Por: Raúl Villavicencio H.
Cómo es posible que un mujeriego, bebedor compulsivo, coimero, y sobre todo nazi se encuentre enterrado en el sagrado monte de Sion en Jerusalén. Oskar Schindler pudo ser todo eso y mucho más, pero sus actos durante la etapa más terrorífica del Holocausto, hicieron que eso pase a un segundo, tercero o cuarto plano.
Aquel empresario alemán derrochó toda su fortuna, TODA, en salvar a los judíos que trabajaban para él. Los medios para tan loable acto pueden no ser los más idóneos, pero los resultados jamás serán olvidados.
Aunque en un comienzo las intenciones de Schindler durante la guerra eran hacer la mayor cantidad de dinero posible, con el tiempo esa mentalidad mercantilista se fue trastocando a la de un benefactor omnipresente para la comunidad judía.
El punto de inflexión se habría dado en 1943, cuando las fuerzas nazis aniquilaron a casi todo un gueto judío, todo frente a los ojos de Shindler, que solamente podía ver y escuchar horrorizado los gritos de dolor, las miradas de misericordia, el último aliento de los miles desamparados.

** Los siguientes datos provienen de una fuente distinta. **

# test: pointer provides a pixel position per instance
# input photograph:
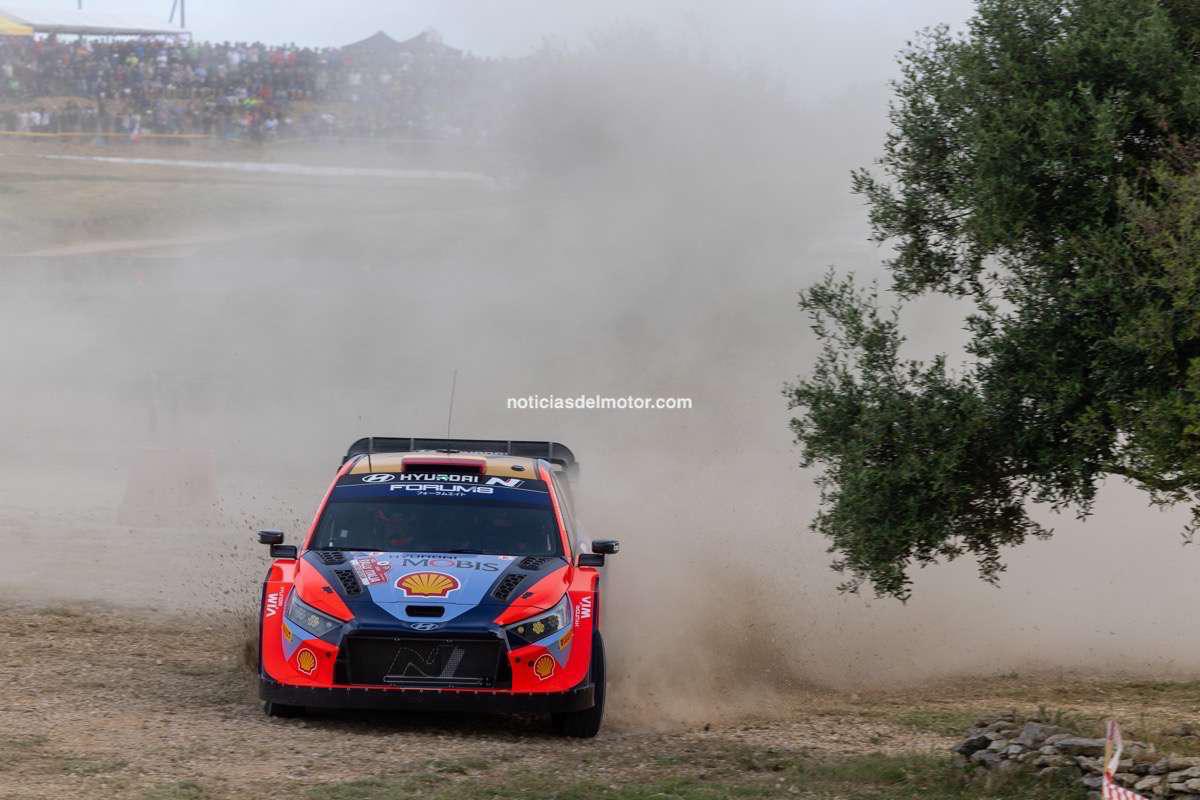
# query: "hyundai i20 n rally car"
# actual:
(441, 575)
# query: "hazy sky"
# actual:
(840, 41)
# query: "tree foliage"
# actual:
(1042, 164)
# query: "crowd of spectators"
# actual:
(231, 90)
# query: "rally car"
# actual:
(439, 575)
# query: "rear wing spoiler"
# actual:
(552, 451)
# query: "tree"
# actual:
(1041, 166)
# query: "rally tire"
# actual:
(282, 710)
(586, 723)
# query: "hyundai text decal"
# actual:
(445, 477)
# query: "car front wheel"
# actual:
(586, 723)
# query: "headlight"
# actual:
(309, 618)
(535, 629)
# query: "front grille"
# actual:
(507, 585)
(424, 662)
(349, 582)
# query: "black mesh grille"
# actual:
(349, 582)
(507, 585)
(421, 662)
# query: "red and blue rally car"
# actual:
(441, 575)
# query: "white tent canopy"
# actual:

Consciente que su propósito lo llevaría indefectiblemente a la ruina financiera y social, Oskar no titubeó ni un minuto en proteger a sus empleados del yugo nazi, sobornando con su carisma innato a muchos altos funcionarios nazis, pagando por cada uno de ellos altas sumas de dinero que por ese entonces iban menguando de sus arcas. De no haberse desprendido de todas sus riquezas, aquellos judíos (que ahora han dejado generaciones detrás de ellos) habrían ido a parar a los campos de exterminio, como los otros seis millones de sus compatriotas.
Acabada la guerra, como era de esperarse, Shindler, al ser un calificado como un criminal nazi, tuvo que escapar de Alemania sin un centavo en sus bolsillos. Sus ex empleados, entre ellos su leal contador Itzhak Stern, tuvieron que atestiguar a favor de él ante los estadounidenses. En palabras del escritor Herbert Steinhouse, Schindler era “un oportunista arrepentido que vio la luz y se rebeló contra el sadismo y la vil criminalidad que le rodeaba”.
Los judíos salvados por Shindler le hicieron un anillo fundido de un diente de oro con la frase “quien salva una vida, salva al mundo entero”. Falleció el 9 de octubre de 1974.
(Columna publicada en el Diario Uno).